The Xinjiang Police Files contains more than 5,000 photos of individuals taken in 2018 at police stations or detention centers in Konasheher County, in Xinjiang, and identifying information on most of them. The data indicates that more than half of the individuals were interned or imprisoned in 2017-2018, including those pictured in the top row. The second row displays mugshots of family members of a man sentenced to more than 10 years imprisonment for “illegal study of the scriptures.” Image: Xinjiang Police Files

The Xinjiang Police Files were obtained by researcher Adrian Zenz, who shared the documents with a group of 14 news organizations, including the International Consortium of Investigative Journalists, of detention of Muslim minority Uyghurs in what China calls its Xinjiang region, which means new frontier mandarin. The Uyghurs call this East Turkestan which they say is an occupied region by China.

The leaked documents were created or collected when the Chinese government’s mass-detention program was at the height of its intensity. The data set’s 5,074 mug shots appear to be of area residents photographed by law enforcement authorities from January to July 2018, possibly as part of an effort to collect biometric data, according to Zenz’s review of timestamps accompanying the images.

About 2,900 of those in the mug shots had been detained before their pictures were taken, and their ages ranged from 15 to 73, according to Zenz’s analysis of text files. The detainees included 15 minors. Some photos show detainees being photographed under close watch, women by female staffers in civilian clothes, men by male guards in full tactical gear.

Others are just mug shots. In one, an older man, unshaved and wearing a stained sweater, looks shyly at the camera. In another, a female staffer in glasses towers over an older woman who sits in front of a light gray background and stares blankly at the camera.

The leak comes as the U.N. high commissioner for human rights, Michelle Bachelet, prepares to make a long-delayed visit to Xinjiang this week.

Zenz, a senior fellow at the Victims of Communism Memorial Foundation, a Washington-based think tank, wrote a peer-reviewed academic paper based on the documents that analyzes the leaked data and compares it with publicly available information.

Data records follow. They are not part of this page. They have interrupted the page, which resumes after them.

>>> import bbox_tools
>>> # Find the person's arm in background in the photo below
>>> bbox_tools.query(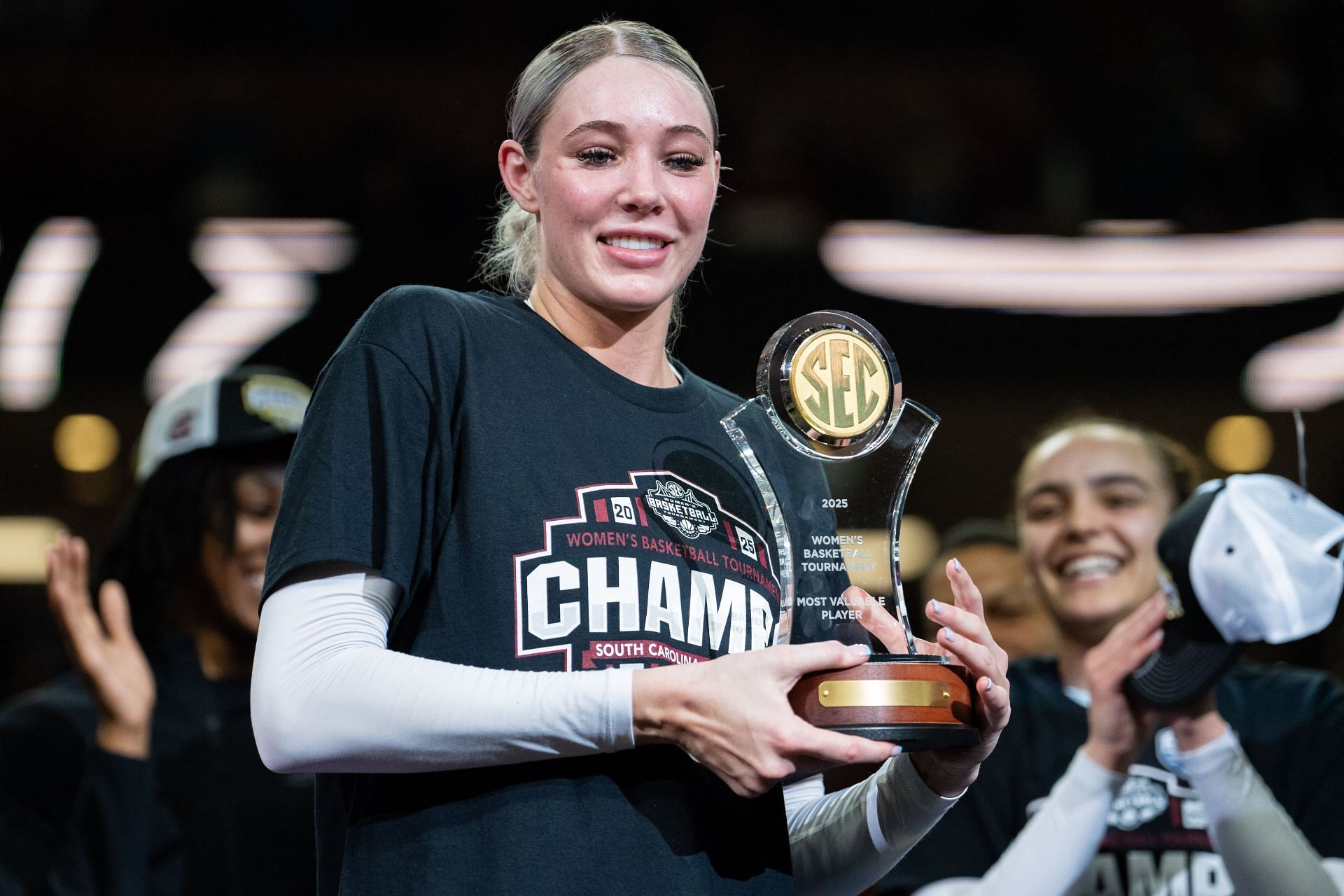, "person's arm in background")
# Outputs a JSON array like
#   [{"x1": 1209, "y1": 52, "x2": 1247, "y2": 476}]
[
  {"x1": 0, "y1": 535, "x2": 155, "y2": 896},
  {"x1": 916, "y1": 596, "x2": 1340, "y2": 896},
  {"x1": 1170, "y1": 709, "x2": 1344, "y2": 896}
]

He found, for instance, that about 23,000 people in Konasheher county, in Xinjiang’s southwestern Kashgar prefecture, or more than 12% of the adults there, were in some form of internment in 2018. The paper was published in the Journal of the European Association for Chinese Studies.

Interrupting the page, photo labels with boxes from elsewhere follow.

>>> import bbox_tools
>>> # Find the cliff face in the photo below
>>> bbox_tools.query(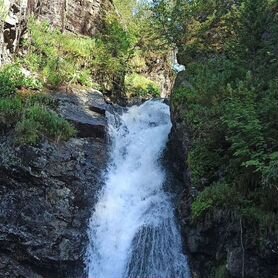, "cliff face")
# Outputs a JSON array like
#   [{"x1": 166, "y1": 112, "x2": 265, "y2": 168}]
[
  {"x1": 169, "y1": 67, "x2": 278, "y2": 278},
  {"x1": 0, "y1": 0, "x2": 113, "y2": 65},
  {"x1": 0, "y1": 91, "x2": 107, "y2": 278},
  {"x1": 0, "y1": 0, "x2": 112, "y2": 278}
]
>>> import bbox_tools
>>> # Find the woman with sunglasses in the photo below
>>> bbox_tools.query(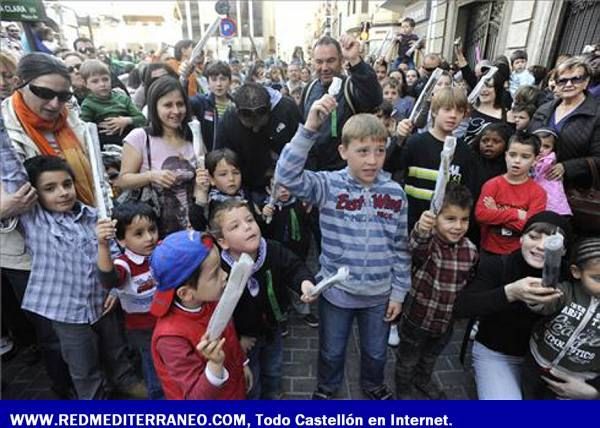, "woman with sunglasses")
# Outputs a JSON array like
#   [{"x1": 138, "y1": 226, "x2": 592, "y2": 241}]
[
  {"x1": 62, "y1": 52, "x2": 88, "y2": 105},
  {"x1": 0, "y1": 52, "x2": 94, "y2": 398},
  {"x1": 529, "y1": 57, "x2": 600, "y2": 188}
]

“The image material is stunning,” Zenz told ICIJ. “It’s really fortunate that this material can come out because it would blow away Chinese propaganda attempts” to whitewash what’s happening in Xinjiang. “It’s very touching,” he added. “It’s one thing to know it, and another thing to see it.”

A growing body of evidence documents the campaign of mass detention and forced assimilation in Xinjiang, begun under President Xi Jingping and his subordinates in 2017. The Chinese government has called the camps “vocational skills education and training centers,” but the Xinjiang Police Files and previous exposés by journalists, researchers and activists point to another conclusion.

They reinforce allegations that the camps are part of a nationwide policy to promote conformity to Communist Party doctrine and majority Han cultural norms and crack down on expressions of cultural, political and religious diversity. As many as 1 million Uyghurs and members of other Turkic Muslim minorities were held in the camps in 2018, according to estimates by U.N. and U.S. officials. There is no precise estimate of the number of detainees since 2017.

The Chinese government dismisses accusations of human rights violations as “fabricated lies and disinformation,” asserting that the so-called training centers are intended to improve labor skills and to alleviate poverty. The government also says that some of the measures deployed in Xinjiang are part of a campaign to combat what it calls acts of terrorism by Uyghur extremists.

“Xinjiang has taken a host of decisive, robust and effective deradicalization measures,” Liu Pengyu, a spokesperson with the Chinese embassy in Washington D.C., told ICIJ and its media partners in an email. “The region now enjoys social stability and harmony, as well as economic development and prosperity. The local people are living a safe, happy and fulfilling life,” Liu said. “These facts,” he added, “speak volumes about the effectiveness of China’s Xinjiang policy” and “are the most powerful response to all sorts of lies and disinformation on Xinjiang.” Liu did not respond to the reporters’ specific questions about the Xinjiang Police Files.